Jesien pedzlem malowana
jesień maluje obraz całunem
ptaki w poranku śpiewem czarują
wiatr drzewami lekko porusza
snuje się cicho mgła ponad wodą
dama w pejzażu radością tryska
na długiej sukni gwiazdy migocą
czerwone korale oplotły szyję
srebrne włosy ma wiatrem rozwiane
kosz w delikatnej dłoni zamyka
pełen jesiennych marzeń i snów
szyszki sosny zapachem wabią
mieszają barwy słońca i róż
twarz niewiasty urokiem zachwyca
swą niewinnością równa aniołom
unosi stopy lekko do tańca
uśmiech rozjaśnia smutne już dni
dumny w powadze obraz jesieni
słońce uwalnia od żmudnych dni
daje nam miłość nadzieję radość
i noce dłuższe w marzeniach swych
Tesss Perth,3.4.2oo8r.
Komentarze (4)
Piękna ta jesień hen tam w Aystralii, a u nas kukułkę
słychać w oddali.
Pięknie opisałaś Jesień. Tą porę lubię zaraz po lub na
równi z Wiosną. No i są tego powody :-) Gdy u mnie
Wiosna wybucha... u Ciebie Jesień żniwo zbiera.
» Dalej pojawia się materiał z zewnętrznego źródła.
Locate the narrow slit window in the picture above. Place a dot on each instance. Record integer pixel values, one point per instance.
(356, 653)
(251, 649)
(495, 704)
Bardzo
dobrze namalowany Wiersz.
Zaskoczyłaś mnie Tesss, nie masz łatwo pisząc o naszej
zimie kiedy u was lato i odwrotnie, a może to dobrze,
możesz wybrać co Ci się podoba?
Wszyscy opisywali nadejście jesieni a tu taki
przeskok. Nie wszyscy wiedzą, że tak jest w Australii.